Take the quiz cold, then read the one-line explanations and the cheat sheet. If a scenario feels uncomfortably familiar — a stopped-early test, an unexplained split imbalance — that's the quiz doing its job.

FAQ

What is a good p-value for an A/B test?

Convention sets the significance threshold at 0.05. But p < 0.05 doesn't mean the effect is real or important — it means data this extreme would be rare if there were no effect. Check the effect size and confidence interval too, and only judge p after running to your planned sample size.

How long should an A/B test run?

At least one to two full weeks — whole weekday-plus-weekend cycles.

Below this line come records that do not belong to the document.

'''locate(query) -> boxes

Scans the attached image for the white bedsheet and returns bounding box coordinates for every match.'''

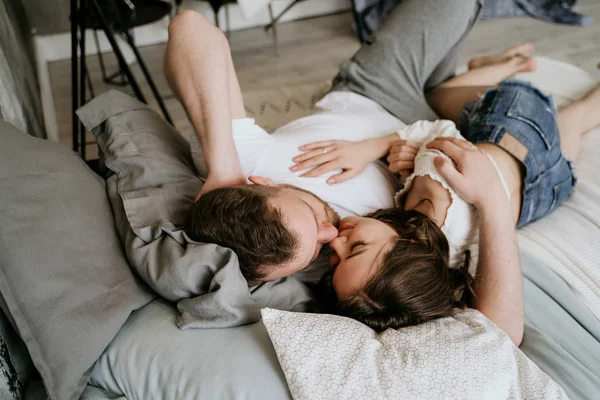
[518,58,600,319]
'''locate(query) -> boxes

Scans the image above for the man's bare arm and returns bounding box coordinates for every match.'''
[427,138,524,346]
[164,11,246,193]
[473,195,524,346]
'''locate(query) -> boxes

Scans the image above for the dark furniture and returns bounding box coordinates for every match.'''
[71,0,172,160]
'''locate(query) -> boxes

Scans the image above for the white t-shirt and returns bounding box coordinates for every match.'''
[396,120,510,276]
[193,92,405,218]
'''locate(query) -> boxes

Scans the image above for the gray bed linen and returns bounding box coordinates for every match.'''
[63,253,600,400]
[520,253,600,399]
[77,90,311,329]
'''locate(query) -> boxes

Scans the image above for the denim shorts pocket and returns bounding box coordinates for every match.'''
[506,91,556,150]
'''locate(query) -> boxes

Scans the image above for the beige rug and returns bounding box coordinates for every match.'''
[243,80,331,132]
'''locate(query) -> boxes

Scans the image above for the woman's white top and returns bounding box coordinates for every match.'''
[395,120,510,276]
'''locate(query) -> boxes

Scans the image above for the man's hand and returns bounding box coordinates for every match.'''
[196,174,247,200]
[290,134,397,184]
[427,137,509,209]
[387,140,421,178]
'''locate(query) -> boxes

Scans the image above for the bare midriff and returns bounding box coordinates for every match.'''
[475,143,523,226]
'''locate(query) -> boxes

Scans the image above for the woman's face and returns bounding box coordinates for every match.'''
[329,217,398,300]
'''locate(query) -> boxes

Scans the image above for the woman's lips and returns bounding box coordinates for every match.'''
[338,223,354,236]
[329,251,340,268]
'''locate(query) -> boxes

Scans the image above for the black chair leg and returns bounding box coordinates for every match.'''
[90,0,147,103]
[125,32,173,125]
[79,0,88,160]
[70,0,79,152]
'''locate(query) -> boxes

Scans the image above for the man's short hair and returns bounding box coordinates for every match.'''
[185,185,299,283]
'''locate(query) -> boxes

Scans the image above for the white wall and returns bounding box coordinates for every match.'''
[35,0,350,141]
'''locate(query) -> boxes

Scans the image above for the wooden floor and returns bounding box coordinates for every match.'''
[50,0,600,155]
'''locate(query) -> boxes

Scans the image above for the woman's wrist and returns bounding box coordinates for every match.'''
[365,133,398,160]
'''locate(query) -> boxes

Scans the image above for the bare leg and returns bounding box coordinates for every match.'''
[426,56,537,122]
[164,11,245,187]
[468,42,534,69]
[556,86,600,161]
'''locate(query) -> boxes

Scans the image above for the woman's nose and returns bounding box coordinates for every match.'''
[318,222,338,243]
[329,236,348,259]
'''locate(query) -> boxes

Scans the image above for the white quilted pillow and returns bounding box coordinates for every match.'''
[262,308,567,400]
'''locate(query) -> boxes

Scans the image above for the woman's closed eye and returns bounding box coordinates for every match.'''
[346,240,367,260]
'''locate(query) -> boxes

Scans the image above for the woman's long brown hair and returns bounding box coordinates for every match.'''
[333,209,473,332]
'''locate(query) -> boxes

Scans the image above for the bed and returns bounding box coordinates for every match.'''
[0,59,600,400]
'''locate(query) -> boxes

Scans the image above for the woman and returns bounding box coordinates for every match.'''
[294,44,600,344]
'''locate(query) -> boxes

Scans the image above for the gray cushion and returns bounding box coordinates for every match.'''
[0,311,32,400]
[0,121,154,400]
[90,300,291,400]
[77,90,311,328]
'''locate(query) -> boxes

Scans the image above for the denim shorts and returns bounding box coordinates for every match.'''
[457,80,576,228]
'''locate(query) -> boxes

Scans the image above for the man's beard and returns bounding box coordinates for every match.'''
[279,184,341,228]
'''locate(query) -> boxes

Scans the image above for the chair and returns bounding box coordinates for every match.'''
[70,0,173,160]
[175,0,304,56]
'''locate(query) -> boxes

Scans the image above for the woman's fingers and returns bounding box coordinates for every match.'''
[290,151,337,172]
[427,138,466,164]
[327,169,356,185]
[298,140,337,151]
[387,149,417,164]
[434,156,463,190]
[292,146,335,164]
[300,162,340,178]
[389,160,415,174]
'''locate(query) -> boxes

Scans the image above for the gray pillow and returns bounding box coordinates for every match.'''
[77,90,311,328]
[0,121,154,400]
[90,299,292,400]
[0,311,31,400]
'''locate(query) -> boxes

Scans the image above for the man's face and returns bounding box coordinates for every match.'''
[253,180,340,281]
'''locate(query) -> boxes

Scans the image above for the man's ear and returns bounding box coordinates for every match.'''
[248,175,277,186]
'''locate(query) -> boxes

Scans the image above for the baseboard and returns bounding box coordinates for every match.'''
[34,0,350,141]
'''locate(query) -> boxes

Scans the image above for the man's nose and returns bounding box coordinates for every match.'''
[318,222,337,243]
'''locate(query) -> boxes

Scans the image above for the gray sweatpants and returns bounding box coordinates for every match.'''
[332,0,483,124]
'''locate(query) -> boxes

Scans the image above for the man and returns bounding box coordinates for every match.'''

Effects often take that long to stabilize as novelty wears off, and stopping at the first p < 0.05 inflates false positives badly.

What is SRM in A/B testing?

Sample Ratio Mismatch: the actual traffic split deviates from the designed split more than chance allows (commonly flagged at chi-square p < 0.0005). It signals a data-quality problem — the experiment's results can't be trusted until the root cause is found.

Why do A/B tests prove causation when analytics can't?

Random assignment makes the two groups equal in expectation on every variable, known and unknown. The treatment becomes the only systematic difference, so outcome differences can be attributed to it. Observational data always leaves confounders on the table.

Is this AB testing quiz free?

Yes — 12 questions, instant results and explanations, no sign-up.